Hz. Ömer o adama dedi ki; Ey! Allah’ın kulu Hak Teâlâ seni secdeden alıkoymuş, sana secdeyi nasip etmemiş, bundan büyük ceza mı olur… Yani Allah sana namazı kısmet kılmamış, seni huzuruna kabul buyurmamış bu ne büyük bir cezadır.
Kısmet konusunda âlimleri dinlediğimizde, ciltler dolusu kitaplar karıştırdığımızda emin olun ki hiçte bir yazıyla anlatılacak ya da anlaşılıp tamam denebilecek, basite indirgenebilecek bir konu değil.
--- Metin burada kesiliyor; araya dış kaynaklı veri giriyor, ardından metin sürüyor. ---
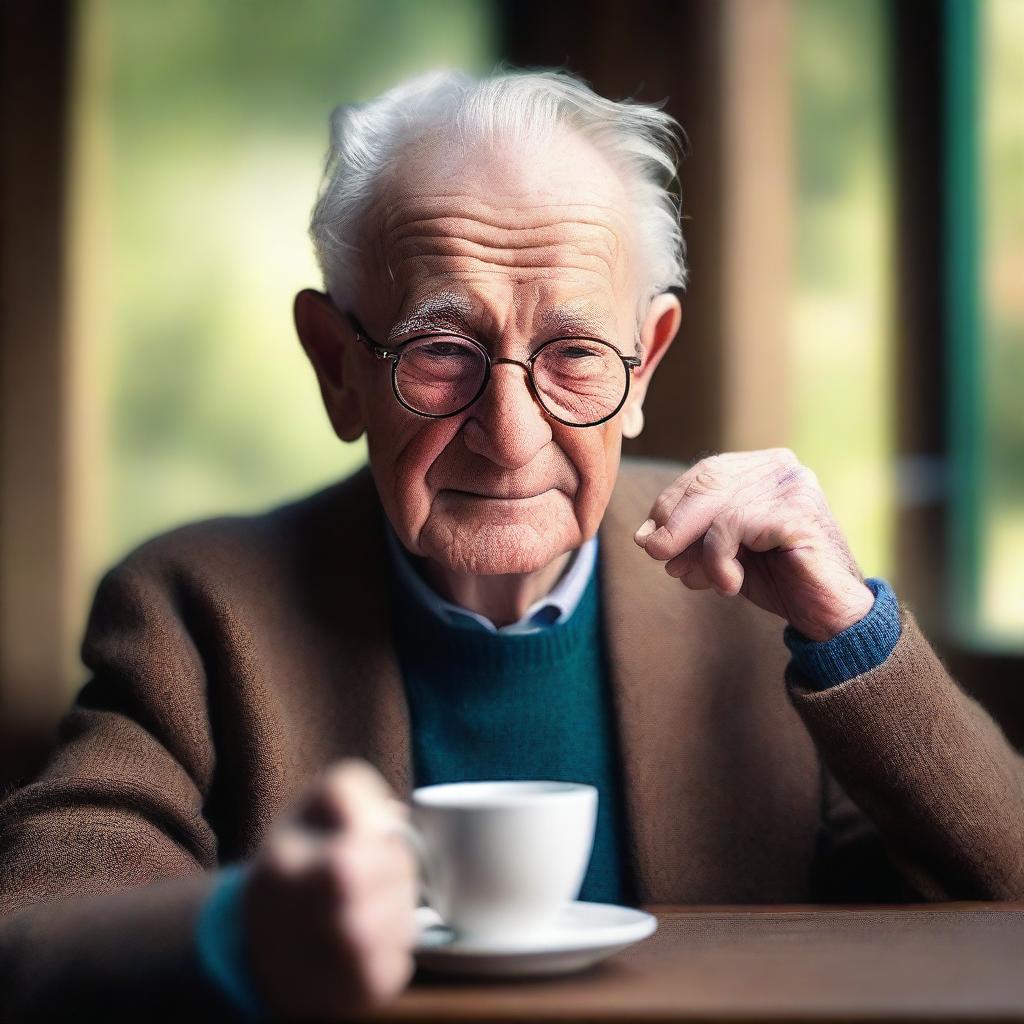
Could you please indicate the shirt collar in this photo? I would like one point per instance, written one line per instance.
(548, 610)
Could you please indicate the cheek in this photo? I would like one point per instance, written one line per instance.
(401, 450)
(595, 454)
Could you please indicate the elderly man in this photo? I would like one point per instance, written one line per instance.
(495, 597)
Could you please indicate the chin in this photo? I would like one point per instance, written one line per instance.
(493, 549)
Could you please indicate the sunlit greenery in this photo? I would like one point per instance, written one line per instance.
(841, 301)
(1001, 140)
(219, 115)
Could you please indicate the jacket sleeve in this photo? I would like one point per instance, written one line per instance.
(927, 781)
(107, 857)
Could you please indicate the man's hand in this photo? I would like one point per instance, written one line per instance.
(329, 903)
(757, 523)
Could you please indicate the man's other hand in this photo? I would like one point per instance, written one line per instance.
(330, 899)
(757, 523)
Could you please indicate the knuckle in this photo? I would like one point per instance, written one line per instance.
(706, 480)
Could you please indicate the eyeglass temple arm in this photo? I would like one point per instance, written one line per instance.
(360, 333)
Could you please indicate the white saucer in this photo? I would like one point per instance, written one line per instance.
(582, 935)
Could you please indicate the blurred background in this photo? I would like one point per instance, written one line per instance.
(854, 210)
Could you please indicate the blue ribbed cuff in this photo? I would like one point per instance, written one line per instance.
(857, 649)
(220, 942)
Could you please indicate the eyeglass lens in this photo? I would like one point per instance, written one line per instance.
(578, 380)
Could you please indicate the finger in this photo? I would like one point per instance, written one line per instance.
(293, 851)
(721, 548)
(687, 567)
(686, 508)
(352, 795)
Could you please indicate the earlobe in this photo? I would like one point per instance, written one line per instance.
(317, 325)
(632, 421)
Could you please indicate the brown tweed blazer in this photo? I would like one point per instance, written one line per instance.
(232, 659)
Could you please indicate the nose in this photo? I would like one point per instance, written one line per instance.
(507, 424)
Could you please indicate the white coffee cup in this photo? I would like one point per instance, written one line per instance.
(501, 859)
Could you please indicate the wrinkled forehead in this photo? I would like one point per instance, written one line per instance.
(537, 239)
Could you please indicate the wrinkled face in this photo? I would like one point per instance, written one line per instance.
(512, 249)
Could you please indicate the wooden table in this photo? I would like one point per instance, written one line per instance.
(922, 962)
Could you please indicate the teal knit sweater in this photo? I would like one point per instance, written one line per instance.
(534, 706)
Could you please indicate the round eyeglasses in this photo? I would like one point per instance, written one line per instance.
(578, 381)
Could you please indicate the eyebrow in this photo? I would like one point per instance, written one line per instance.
(453, 311)
(457, 312)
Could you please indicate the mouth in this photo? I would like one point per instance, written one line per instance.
(499, 498)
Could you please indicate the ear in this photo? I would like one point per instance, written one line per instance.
(330, 343)
(656, 333)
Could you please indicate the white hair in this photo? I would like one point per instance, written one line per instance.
(641, 141)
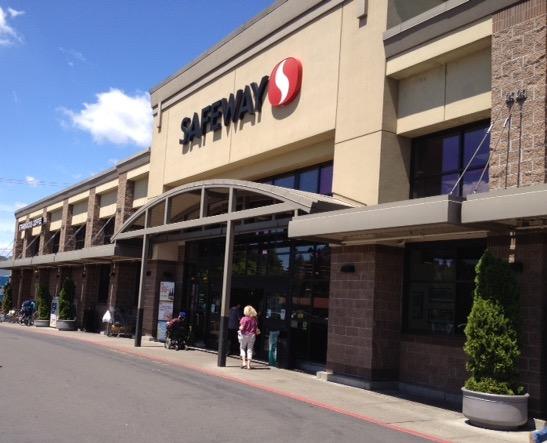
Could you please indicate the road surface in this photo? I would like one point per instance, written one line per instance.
(61, 390)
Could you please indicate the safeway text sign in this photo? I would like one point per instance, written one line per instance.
(287, 80)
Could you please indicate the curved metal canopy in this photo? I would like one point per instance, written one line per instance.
(216, 201)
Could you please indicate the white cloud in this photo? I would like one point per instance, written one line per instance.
(72, 56)
(8, 35)
(116, 118)
(32, 181)
(15, 13)
(7, 231)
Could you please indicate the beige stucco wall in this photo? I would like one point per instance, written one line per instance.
(79, 213)
(310, 115)
(55, 219)
(106, 187)
(107, 204)
(166, 251)
(140, 192)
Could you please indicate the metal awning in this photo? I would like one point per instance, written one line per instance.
(80, 256)
(513, 207)
(403, 220)
(170, 212)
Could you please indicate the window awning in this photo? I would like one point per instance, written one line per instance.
(430, 217)
(524, 207)
(94, 254)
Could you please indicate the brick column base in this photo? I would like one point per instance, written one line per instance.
(364, 312)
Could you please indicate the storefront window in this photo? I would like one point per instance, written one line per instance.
(108, 231)
(317, 179)
(439, 285)
(439, 159)
(55, 241)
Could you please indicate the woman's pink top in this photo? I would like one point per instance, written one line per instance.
(248, 325)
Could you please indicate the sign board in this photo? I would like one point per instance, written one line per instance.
(54, 312)
(165, 308)
(32, 224)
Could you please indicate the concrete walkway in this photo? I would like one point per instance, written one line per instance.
(433, 423)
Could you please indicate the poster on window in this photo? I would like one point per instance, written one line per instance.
(162, 331)
(167, 291)
(165, 307)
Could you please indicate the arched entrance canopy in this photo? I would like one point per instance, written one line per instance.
(211, 202)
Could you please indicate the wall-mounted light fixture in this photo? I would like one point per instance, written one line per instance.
(348, 268)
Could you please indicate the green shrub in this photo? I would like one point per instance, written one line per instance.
(66, 300)
(44, 303)
(492, 344)
(7, 302)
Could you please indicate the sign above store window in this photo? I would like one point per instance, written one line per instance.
(287, 79)
(32, 223)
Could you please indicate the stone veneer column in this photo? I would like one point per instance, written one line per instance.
(365, 312)
(155, 271)
(518, 62)
(93, 222)
(124, 203)
(17, 242)
(530, 251)
(66, 241)
(26, 242)
(15, 285)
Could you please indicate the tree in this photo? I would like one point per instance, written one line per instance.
(492, 343)
(7, 302)
(66, 300)
(44, 303)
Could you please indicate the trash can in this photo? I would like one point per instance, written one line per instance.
(283, 350)
(272, 347)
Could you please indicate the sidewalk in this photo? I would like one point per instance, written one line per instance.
(411, 417)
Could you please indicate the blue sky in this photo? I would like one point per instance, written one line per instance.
(74, 81)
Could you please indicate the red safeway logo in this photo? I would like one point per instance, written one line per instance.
(285, 81)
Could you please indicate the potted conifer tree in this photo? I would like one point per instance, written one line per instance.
(44, 307)
(66, 321)
(492, 396)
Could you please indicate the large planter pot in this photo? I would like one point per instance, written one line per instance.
(66, 325)
(41, 323)
(495, 411)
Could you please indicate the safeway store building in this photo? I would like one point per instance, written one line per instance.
(341, 165)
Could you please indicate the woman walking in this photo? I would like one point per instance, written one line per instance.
(248, 328)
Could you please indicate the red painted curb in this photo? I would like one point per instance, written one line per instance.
(270, 390)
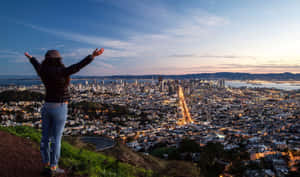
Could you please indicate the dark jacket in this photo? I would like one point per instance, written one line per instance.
(56, 79)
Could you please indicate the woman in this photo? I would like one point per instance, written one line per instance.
(56, 79)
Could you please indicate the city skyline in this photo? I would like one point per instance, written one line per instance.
(154, 37)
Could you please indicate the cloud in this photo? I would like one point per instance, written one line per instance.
(211, 56)
(88, 39)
Allah isteyecek her şeyden önce kısmet edecek insan da yaşayacaktır. Ben şöyle yaparım, böyle yaparımla olmaz. Allah isterse bir kulun işini, mermere geçirir dişini; istemezse işini, muhallebi yerken kırar otuz iki dişini… Ne diyordu Şair İbrahim SAYAR Ne sandın şiirinde:
Takdirden öte muradın olmaz
Çok istesen de inadın olmaz
O, uçurursa kanadın olmaz
Uçmayı kuştan, kartaldan mı sandın.
O’nun emriyle göktedir varlıklar
O’nun emriyle yerde kalabalıklar
O dilerse kavağa çıkar balıklar
Şu düzenli hayatı faldan mı sandın.
Kısmetine de razı gelmeli şükretmeli insan, zaten dualarımızda da durum böyle değil midir? Asiliğe, isyana düşmeden yaşamalı şükretmeliyiz verdiğine, vereceğine. Çünkü veren o dur, alan o…
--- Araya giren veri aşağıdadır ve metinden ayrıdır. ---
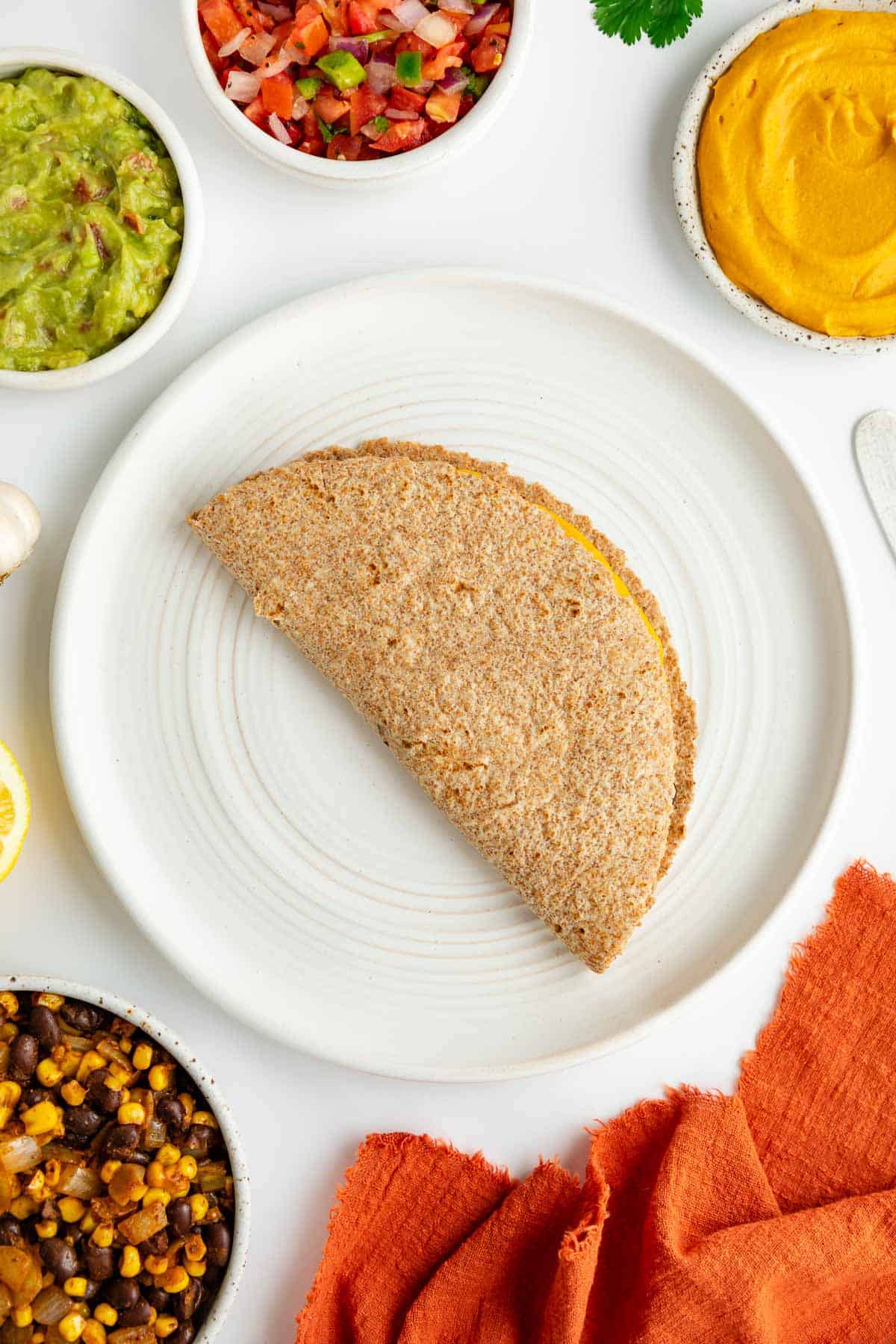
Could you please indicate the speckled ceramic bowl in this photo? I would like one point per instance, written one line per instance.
(684, 179)
(206, 1083)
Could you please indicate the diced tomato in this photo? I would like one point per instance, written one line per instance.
(403, 134)
(445, 58)
(255, 112)
(328, 107)
(488, 55)
(344, 147)
(403, 100)
(364, 105)
(277, 94)
(220, 19)
(309, 31)
(361, 18)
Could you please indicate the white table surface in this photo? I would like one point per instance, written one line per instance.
(574, 183)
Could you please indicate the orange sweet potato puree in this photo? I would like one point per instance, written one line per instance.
(797, 169)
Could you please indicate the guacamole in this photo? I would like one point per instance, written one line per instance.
(90, 220)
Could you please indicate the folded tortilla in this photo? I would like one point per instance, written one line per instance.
(500, 647)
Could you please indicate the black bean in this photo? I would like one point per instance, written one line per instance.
(171, 1110)
(84, 1018)
(187, 1303)
(101, 1263)
(121, 1142)
(84, 1121)
(60, 1258)
(137, 1315)
(122, 1295)
(218, 1243)
(180, 1216)
(23, 1058)
(43, 1026)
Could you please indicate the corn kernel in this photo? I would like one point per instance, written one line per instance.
(90, 1062)
(176, 1280)
(49, 1074)
(195, 1248)
(72, 1327)
(141, 1057)
(129, 1263)
(42, 1119)
(104, 1236)
(73, 1092)
(73, 1210)
(199, 1207)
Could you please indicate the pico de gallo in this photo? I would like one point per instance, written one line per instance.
(355, 78)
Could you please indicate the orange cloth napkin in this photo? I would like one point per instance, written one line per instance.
(763, 1216)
Senin isteminin ötesinde Rabbinin izni olacak o kısmet edecek sen yaşayacaksın. Sözün özü şudur ki genç kardeşim aslında sen karar verici değil, uygulayıcısın bu sebeple kendini çokta üstün görmeyeceksin ne diyor Cenabı hak yüce kitabı Kuran-ı kerimin İsra Suresi, 37. Ayetinde: Yeryüzünde böbürlenerek yürüme; çünkü sen ne yeri yarabilirsin, ne dağlara boyca ulaşabilirsin.
Onun bizim hayatımıza kısmet ettiği, yani sunduğu görevleri doğru algılar ve vazifemizi gereğince yerine getirirsek imtihanımızı da vermiş oluruz. Bize bahşedilen görev ne olursa olsun fark etmez ister; anne, baba, evlat ol. İster öğrenci, öğretmen ol. İster siyasetçi, istersen bürokratlık hiç fark etmeksizin görevini laikiyle yerine getirmelisin.
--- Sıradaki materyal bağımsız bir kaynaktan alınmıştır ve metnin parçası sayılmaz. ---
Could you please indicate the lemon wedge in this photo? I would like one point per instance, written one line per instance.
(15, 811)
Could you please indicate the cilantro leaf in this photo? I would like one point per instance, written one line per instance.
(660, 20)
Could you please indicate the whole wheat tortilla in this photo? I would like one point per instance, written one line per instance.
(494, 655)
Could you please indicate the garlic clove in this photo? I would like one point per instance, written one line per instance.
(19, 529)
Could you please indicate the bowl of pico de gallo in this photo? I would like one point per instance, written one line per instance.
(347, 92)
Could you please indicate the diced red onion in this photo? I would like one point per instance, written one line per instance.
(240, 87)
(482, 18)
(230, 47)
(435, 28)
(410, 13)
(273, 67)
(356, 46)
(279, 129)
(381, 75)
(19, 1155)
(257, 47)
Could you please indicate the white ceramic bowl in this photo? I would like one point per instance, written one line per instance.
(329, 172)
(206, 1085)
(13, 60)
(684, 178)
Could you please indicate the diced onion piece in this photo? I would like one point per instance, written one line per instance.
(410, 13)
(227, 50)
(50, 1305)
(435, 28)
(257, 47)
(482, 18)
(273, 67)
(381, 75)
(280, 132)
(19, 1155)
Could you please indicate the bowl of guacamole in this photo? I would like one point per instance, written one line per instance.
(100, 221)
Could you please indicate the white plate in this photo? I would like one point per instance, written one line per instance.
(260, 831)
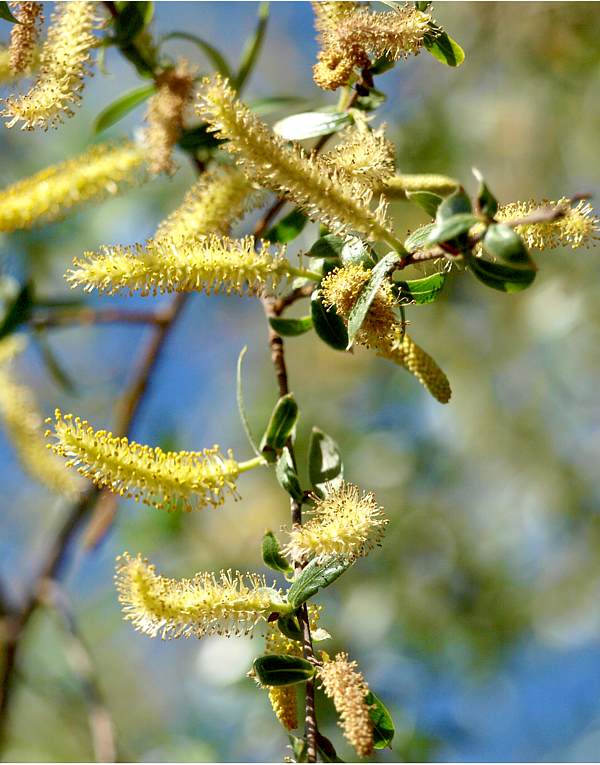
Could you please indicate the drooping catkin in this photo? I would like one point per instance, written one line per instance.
(365, 156)
(22, 422)
(228, 603)
(165, 480)
(210, 264)
(578, 228)
(165, 115)
(285, 168)
(24, 35)
(345, 523)
(345, 685)
(381, 330)
(65, 61)
(46, 196)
Bazen insan bir kapı arar da bulamaz kendine, bu çıkış kapısıdır, huzur kapısıdır. Bazen insan bir yol arar da bulamaz kendine, bu varış yoludur, aşk yoludur. Belki insan sabırsızdır, belki zaman… Ararken insan farkına varmadan verir Yaradan huzuru da, aşkı da… Bekleyip görmeli zamanı da, sabrı da… Neler eriyecektir yüreğinde, kibri… enaniyeti… Belki de aradığı huzuru, aşkı beklemektir sınavı kim bilir kısmeti nedir, nerededir?
Allah belki de sana öyle bir görev kısmet edecek, öyle bir kapı açacak ki attığın her adımda hayır işleyeceksin bilemezsin. Peygamber efendimiz bir hadisi şerifinde “İnsanoğlu öldüğü zaman, bütün amellerinin sevabı da sona erer. Şu üç şey bundan müstesnadır: Sadaka-i cariye, istifade edilen ilim, kendisine dua eden hayırlı evlat.” Evet, belki de senin kısmetin de ölümünden sonra amel defterinin kapanmadan kıyamete kadar açık kalmasını sağlayacak bu üç durumdan biri olabilir. Yaptığın işi sana bahşedilen kısmeti küçük görme görevinin bilincinde ol, kıymetini bil. Öyle kendini basit ve sıradan görüp yaratanını incitme, bir kere yaratılmışların en şereflisi olansın. Senin basit olmak gibi, alelade olmak gibi bir durumun olması söz konusu olamaz genç kardeşim.
Mesela ben her hafta yazıyorum biliyorum ki çok kişi tarafından ne takip ediliyor, ne de okunuyorum. Ama bir kişi de olsa bir yerde bu yazdıklarımı okuyor da nokta dahi olsa bir çıkarım yapıp doğruya sevk oluyorsa ne mutlu bana, ne mutlu bize bunu kısmet eden Rabbimize…
Rabbim Kısmetinin kıymetini bilenlerden ve hayrını görenlerden eylesin sizleri inşallah.